Ja mam wrażenie że wszedłem do lasu i nie widzę drogi wyjścia. Wszędzie są drzewa z napisami ZOMO, MO, SB”.

Zaznaczył, że jeśli wie się, kogo szukać, to również w inwentarzu ogólnodostępnym wypadają wspomniane nazwiska Ewy Gawor i jej współpracowników.

To wiedza ogólnie dostępna dla każdego, kto chciał to znaleźć. Nie trzeba było szukać tajnych danych ani być członkiem kolegium IPN”

- dodawał.

Przypomniał też, że osoby pracujące w warszawskim ratuszu w dziale zarządzania bezpieczeństwem mają bardzo szerokie uprawnienia, dostęp do niejawnych informacji.
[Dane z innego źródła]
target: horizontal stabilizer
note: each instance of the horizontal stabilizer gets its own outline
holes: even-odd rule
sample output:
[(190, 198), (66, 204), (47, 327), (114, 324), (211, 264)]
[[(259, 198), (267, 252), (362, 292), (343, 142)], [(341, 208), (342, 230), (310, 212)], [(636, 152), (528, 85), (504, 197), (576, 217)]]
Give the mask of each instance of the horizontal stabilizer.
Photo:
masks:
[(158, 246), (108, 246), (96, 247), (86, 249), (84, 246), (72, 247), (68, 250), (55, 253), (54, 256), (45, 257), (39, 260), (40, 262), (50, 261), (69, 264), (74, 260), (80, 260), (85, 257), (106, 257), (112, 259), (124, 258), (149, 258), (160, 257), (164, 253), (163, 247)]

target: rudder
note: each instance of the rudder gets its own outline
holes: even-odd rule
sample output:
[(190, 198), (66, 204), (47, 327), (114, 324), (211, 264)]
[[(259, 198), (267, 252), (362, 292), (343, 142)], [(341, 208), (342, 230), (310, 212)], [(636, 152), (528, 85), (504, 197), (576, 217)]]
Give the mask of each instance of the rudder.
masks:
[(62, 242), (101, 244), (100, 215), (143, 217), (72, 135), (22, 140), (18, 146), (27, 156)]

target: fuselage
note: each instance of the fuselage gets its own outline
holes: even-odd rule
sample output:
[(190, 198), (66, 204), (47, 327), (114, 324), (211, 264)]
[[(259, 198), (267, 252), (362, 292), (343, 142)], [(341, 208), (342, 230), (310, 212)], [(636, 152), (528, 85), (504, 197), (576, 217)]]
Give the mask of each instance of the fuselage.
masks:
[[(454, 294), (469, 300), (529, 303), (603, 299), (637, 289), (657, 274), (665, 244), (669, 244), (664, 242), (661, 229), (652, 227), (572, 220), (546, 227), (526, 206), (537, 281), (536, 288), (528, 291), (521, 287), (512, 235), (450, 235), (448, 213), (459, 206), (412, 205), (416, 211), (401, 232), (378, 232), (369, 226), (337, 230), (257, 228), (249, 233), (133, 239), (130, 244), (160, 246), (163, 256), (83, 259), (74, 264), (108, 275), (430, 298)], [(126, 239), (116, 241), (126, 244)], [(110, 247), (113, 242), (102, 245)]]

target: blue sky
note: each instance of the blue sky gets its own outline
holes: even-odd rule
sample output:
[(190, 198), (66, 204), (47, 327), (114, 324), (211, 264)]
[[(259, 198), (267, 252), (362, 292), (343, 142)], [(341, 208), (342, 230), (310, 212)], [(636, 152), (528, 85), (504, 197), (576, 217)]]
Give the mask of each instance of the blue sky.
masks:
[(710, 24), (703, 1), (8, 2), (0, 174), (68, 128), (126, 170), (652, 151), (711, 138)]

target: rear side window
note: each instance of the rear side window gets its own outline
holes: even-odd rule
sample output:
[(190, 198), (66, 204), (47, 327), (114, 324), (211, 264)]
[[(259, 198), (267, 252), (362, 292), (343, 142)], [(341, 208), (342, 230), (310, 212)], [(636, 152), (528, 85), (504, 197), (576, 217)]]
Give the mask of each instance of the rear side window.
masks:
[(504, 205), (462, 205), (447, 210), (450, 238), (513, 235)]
Podkreślił, że osoby te nie powinny odpowiadać za bezpieczeństwo i fakt, że ukrywają swoją przeszłość, oznacza że „coś jest na rzeczy” i z jakiegoś powodu się jej wstydzą.

Gawor stwierdzała, że praca w systemie PESEL nie była niczym złym, na co Cenckiewicz odpowiada:

To jakiś rodzaj wojny psychologicznej. Każdy esbek by relatywizował znaczenie swojej pracy w SB. Mówiłby że w każdym państwie są tajne służby. To zabawy psychologiczna. System PESEL był budowany by inwentaryzować osoby z wykształceniem wyższym, i wyższym niepełnym. Chodziło o doskonałą inwentaryzację społeczeństwa pod kątem m.in. poglądów”.